Design Weakness: The OAuth2 password grant implementation issues valid tokens to inactive user accounts. While documented, this behavior becomes exploitable when combined with the activation key exposure.
Attack Vector
An attacker can exploit this vulnerability through the following attack flow:
- Create a new account on the Open edX platform without email verification
- Query the /api/user/v1/accounts/ REST API endpoint to retrieve account information
- Extract the activation_key from the API response
- Use the activation key to complete account activation without access to the email inbox
- Leverage the OAuth2 password grant to obtain valid authentication tokens
The following patch removes the activation_key from the API response to prevent the information disclosure:
"secondary_email_enabled",
"year_of_birth",
"phone_number",
- "activation_key",
"pending_name_change",
]
)
Source: GitHub Commit Details
The corresponding serializer change removes the activation key retrieval logic:
except ObjectDoesNotExist:
account_recovery = None
- try:
- activation_key = user.registration.activation_key
- except ObjectDoesNotExist:
- activation_key = None
-
data = {
"username": user.username,
"url": self.context.get('request').build_absolute_uri(
Source: GitHub Commit Details
Detection Methods for CVE-2026-34736
Indicators of Compromise
- Unusual API requests to /api/user/v1/accounts/ endpoint from unauthenticated or suspicious IP addresses
- Account activations occurring without corresponding email link clicks in mail server logs
- OAuth2 token grants to recently created accounts that bypassed normal email verification workflow
- Anomalous patterns of account creation followed immediately by activation without email interaction
Detection Strategies
- Implement monitoring for API requests to /api/user/v1/accounts/ and flag requests that include activation_key in responses (indicates unpatched systems)
- Correlate account activation events with email server delivery logs to identify activations without corresponding email verification
- Monitor OAuth2 token issuance patterns for tokens granted to accounts created within a short time window
- Deploy web application firewall rules to detect enumeration attempts against user account endpoints
Monitoring Recommendations
- Enable detailed API access logging for the /api/user/v1/accounts/ endpoint
- Set up alerts for bulk account creation patterns that may indicate exploitation attempts
- Monitor authentication logs for OAuth2 grants to accounts that never completed traditional email verification
- Review access control configurations to ensure the accounts API requires appropriate authentication
How to Mitigate CVE-2026-34736
Immediate Actions Required
- Upgrade Open edX Platform to the Ulmo release or later which contains the security fix
- Review recently created accounts for signs of unauthorized activation
- Temporarily restrict access to the /api/user/v1/accounts/ endpoint if immediate patching is not possible
- Audit OAuth2 token grants to identify any potentially compromised accounts
Patch Information
The vulnerability has been patched in the Open edX Platform Ulmo release. The fix removes the activation_key field from the account REST API response, preventing attackers from obtaining the secret activation token.

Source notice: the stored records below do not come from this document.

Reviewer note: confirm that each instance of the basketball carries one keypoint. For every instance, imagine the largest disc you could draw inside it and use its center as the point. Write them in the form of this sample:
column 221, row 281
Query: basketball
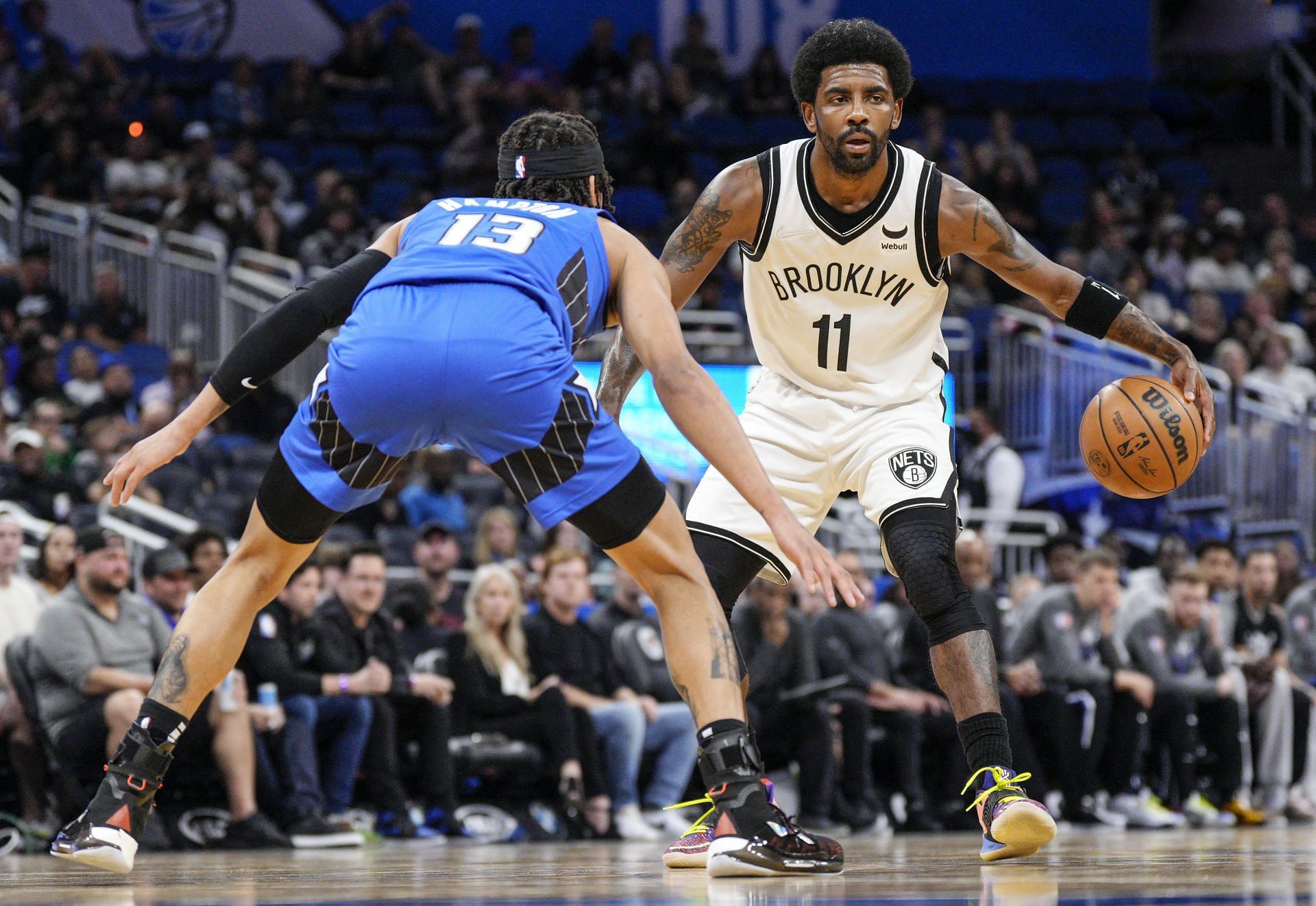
column 1140, row 437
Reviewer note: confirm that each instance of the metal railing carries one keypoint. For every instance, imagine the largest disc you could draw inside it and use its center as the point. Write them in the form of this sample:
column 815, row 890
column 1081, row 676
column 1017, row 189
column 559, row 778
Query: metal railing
column 184, row 310
column 132, row 249
column 1293, row 84
column 11, row 216
column 66, row 228
column 250, row 293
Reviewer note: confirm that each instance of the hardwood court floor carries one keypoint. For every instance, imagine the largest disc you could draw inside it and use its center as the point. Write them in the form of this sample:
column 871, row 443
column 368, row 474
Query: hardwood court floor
column 1267, row 866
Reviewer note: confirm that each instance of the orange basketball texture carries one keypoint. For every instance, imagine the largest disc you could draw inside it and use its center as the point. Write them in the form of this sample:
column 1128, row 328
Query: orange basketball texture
column 1140, row 437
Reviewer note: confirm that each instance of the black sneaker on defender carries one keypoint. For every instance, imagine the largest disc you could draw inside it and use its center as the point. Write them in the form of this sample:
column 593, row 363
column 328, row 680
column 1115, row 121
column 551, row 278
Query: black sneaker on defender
column 766, row 847
column 107, row 833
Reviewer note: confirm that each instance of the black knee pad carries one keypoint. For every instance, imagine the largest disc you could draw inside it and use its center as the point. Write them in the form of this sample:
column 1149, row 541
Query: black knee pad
column 731, row 568
column 921, row 548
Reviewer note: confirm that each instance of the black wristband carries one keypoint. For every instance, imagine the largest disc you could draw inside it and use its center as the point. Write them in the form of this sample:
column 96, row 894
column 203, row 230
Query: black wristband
column 1095, row 308
column 286, row 330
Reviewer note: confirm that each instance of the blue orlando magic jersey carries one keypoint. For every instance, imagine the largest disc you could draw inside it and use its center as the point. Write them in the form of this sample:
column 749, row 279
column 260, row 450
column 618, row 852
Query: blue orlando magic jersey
column 552, row 253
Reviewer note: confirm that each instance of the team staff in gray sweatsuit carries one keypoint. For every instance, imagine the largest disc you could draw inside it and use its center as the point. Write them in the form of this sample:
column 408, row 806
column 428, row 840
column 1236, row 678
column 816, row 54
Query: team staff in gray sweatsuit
column 1180, row 648
column 1086, row 715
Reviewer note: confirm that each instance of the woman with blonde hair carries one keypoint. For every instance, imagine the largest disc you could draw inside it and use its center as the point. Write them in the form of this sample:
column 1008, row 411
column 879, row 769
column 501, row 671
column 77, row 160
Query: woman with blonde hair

For detailed patch information, refer to:
Workarounds
- Implement network-level access controls to restrict access to the /api/user/v1/accounts/ endpoint to trusted internal services only
- Deploy a reverse proxy or API gateway rule to strip the activation_key field from API responses
- Consider requiring additional identity verification steps for sensitive operations beyond email verification
- Implement rate limiting on account creation and API access endpoints to slow down exploitation attempts
# Example nginx configuration to block activation_key exposure
# Add to your Open edX nginx configuration
location /api/user/v1/accounts/ {
# Restrict to authenticated users only as interim measure
auth_request /auth;
proxy_pass http://lms_backend;
}
Disclaimer: This content was generated using AI. While we strive for accuracy, please verify critical information with official sources.